In the burgeoning field of happiness research, most scholars have favored the idea that a person’s level of happiness has a set point, like the float ball in a toilet tank. Sometimes everything  goes down the drain, but sure enough, water eventually rises back to the same level — as will any one person’s happiness. But a new study out of Australia suggests that’s not true. Who we marry, how we prioritize our goals and how much work we do can permanently change our happiness levels.

The findings, published in the Proceedings of the National Academy of Sciences, were arrived at by an analysis of a 25-year longitudinal study of 60,000 Germans (who, contrary to the stereotype, seem to have about average happiness). It found that most people reported large changes in life satisfaction over that period of time. Almost 40% of people said that their level of happiness had changed by about 25%, and 12% of respondents said their life satisfaction had moved up or down by 50%. And these contentment shifts were permanent.

What brought them about? A lot of it depended on the choices the participants made and the way they lived. The study found, for example, that marrying a person who was neurotic was a huge downer. “Individuals with relatively neurotic partners are significantly less happy than those with more emotionally stable partners,” says the study, whose lead author is Bruce Headey of Melbourne University. To be sure, having a neurotic spouse was less of a drag on happiness than being neurotic yourself, but it was still significant. Even worse, it wasn’t something people got accustomed to; those with unstable spouses remained less happy than those with well-adjusted ones. (More on Time.com: SPECIAL Health and Happiness).

Always thought you’d be happier if you worked less? Not according to this study, which found the underemployed much less content than the overemployed. In fact, not having enough work was almost as much of a downer as being single. “For both men and women, doing fewer paid hours of work than they want apparently has close to the same impact on life satisfaction as not being married/partnered,” the study notes. Not surprisingly, being unemployed had the worst impact, particularly for men. (Long-term unemployment is already a known driver of permanently lowered happiness.)

On the other hand, people whose careers were most important to them were less happy than those whose families were more important, and those whose major life goals were altruistic in nature were the happiest of all. “It appears that prioritizing success and material goals is actually harmful to life-satisfaction,” notes the study.

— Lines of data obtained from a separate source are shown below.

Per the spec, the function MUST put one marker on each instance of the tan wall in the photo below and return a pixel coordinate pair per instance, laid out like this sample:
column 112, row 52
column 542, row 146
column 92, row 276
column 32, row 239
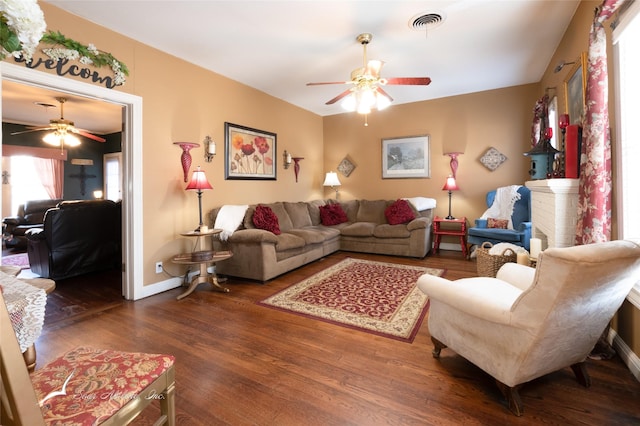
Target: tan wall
column 470, row 124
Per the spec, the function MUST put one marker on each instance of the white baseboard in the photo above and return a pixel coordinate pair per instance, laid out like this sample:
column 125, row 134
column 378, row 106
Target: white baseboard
column 159, row 287
column 628, row 356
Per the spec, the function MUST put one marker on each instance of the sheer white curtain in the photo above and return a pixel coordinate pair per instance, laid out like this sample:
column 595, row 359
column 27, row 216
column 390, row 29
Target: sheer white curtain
column 51, row 174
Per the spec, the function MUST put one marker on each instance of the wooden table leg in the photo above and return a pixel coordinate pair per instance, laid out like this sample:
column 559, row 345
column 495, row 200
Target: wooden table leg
column 30, row 357
column 204, row 277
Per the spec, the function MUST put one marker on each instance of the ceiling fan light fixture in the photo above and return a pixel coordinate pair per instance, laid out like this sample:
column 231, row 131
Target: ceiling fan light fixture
column 59, row 139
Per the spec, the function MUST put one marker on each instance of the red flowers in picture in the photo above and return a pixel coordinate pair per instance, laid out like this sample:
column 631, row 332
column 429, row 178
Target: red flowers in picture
column 250, row 153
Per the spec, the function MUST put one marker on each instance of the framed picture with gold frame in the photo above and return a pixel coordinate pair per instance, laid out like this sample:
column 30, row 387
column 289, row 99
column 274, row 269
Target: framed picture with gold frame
column 575, row 90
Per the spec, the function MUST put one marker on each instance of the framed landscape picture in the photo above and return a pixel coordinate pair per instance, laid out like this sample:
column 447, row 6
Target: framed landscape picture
column 575, row 90
column 249, row 153
column 406, row 157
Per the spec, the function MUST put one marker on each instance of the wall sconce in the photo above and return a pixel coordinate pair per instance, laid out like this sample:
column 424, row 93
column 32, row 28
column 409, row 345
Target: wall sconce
column 209, row 149
column 296, row 166
column 185, row 158
column 331, row 179
column 286, row 159
column 453, row 163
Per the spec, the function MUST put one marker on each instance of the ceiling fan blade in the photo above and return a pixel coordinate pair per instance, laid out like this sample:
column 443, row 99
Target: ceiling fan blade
column 409, row 81
column 86, row 134
column 340, row 96
column 33, row 129
column 383, row 93
column 328, row 82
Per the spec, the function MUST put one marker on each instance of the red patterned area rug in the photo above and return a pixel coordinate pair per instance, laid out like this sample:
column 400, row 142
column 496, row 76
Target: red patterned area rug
column 376, row 297
column 21, row 260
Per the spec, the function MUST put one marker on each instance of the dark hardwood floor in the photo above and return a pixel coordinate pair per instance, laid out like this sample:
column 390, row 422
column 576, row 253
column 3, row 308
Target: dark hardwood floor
column 238, row 363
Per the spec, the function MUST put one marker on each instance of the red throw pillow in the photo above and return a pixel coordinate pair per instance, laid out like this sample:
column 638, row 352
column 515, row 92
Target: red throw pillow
column 332, row 214
column 265, row 218
column 497, row 223
column 399, row 212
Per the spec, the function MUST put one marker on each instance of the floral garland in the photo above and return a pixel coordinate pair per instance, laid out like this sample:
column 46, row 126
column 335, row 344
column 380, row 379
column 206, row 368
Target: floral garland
column 88, row 55
column 22, row 28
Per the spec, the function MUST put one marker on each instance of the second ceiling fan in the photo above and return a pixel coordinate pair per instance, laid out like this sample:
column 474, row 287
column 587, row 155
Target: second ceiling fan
column 62, row 127
column 366, row 91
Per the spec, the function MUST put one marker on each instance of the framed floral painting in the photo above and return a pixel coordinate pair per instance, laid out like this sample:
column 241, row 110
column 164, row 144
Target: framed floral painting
column 249, row 153
column 406, row 157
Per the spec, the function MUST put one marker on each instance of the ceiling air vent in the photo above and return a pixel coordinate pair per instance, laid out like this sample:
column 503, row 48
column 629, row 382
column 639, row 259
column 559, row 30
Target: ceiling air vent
column 425, row 21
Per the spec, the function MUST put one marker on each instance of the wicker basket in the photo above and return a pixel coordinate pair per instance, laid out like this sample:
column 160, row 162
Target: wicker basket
column 488, row 264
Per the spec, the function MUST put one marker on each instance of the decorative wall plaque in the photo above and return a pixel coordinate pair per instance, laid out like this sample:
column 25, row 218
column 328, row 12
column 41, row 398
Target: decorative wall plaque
column 346, row 167
column 492, row 159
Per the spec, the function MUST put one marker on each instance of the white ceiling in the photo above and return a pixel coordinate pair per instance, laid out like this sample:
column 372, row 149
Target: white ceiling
column 279, row 46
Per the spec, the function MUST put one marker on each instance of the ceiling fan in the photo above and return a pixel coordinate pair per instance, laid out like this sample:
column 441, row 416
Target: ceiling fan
column 62, row 127
column 366, row 91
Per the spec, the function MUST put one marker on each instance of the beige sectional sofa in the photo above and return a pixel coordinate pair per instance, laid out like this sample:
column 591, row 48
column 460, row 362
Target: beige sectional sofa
column 262, row 255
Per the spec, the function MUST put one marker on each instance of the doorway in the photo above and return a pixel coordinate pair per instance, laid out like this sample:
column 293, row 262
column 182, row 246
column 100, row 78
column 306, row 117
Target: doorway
column 132, row 277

In tandem with that, those with strong religious faith were happier than those without. (More on Time.com: Do We Need $75,000 a Year to Be Happy?).

Then there’s weight. Germans who exercised regularly were happier than those who didn’t, but men who were underweight are less gleeful than men who were merely overweight or even obese. There could be cultural differences in body image between Germans and Americans, but some of the same patterns emerge. Women who were obese were relatively unhappy, but merely overweight women were not.For women, being obese actually reduces life satisfaction more than not having a partner,” the study says.

Of course there is a bit of a chicken/egg conundrum here. Is it the exercise that’s making people happy or the other way around? “Some unhappy or depressed people may find it difficult to engage in social activities or regular exercise, and some neurotic individuals may perhaps have to settle for neurotic partners,” notes the study. In other words, you were unhappy before these life choices, not because of them.

Why study happiness at all? Economists and people who make public policy are using it now as a measure of how successful a society is. Since material wealth seems to have limited ability to increase and maintain people’s happiness, they’re trying to ascertain what kind of goals should society be aiming for. If every person’s satisfaction level is pre-determined by their genes and early childhood, should they even bother? This study suggests they probably should.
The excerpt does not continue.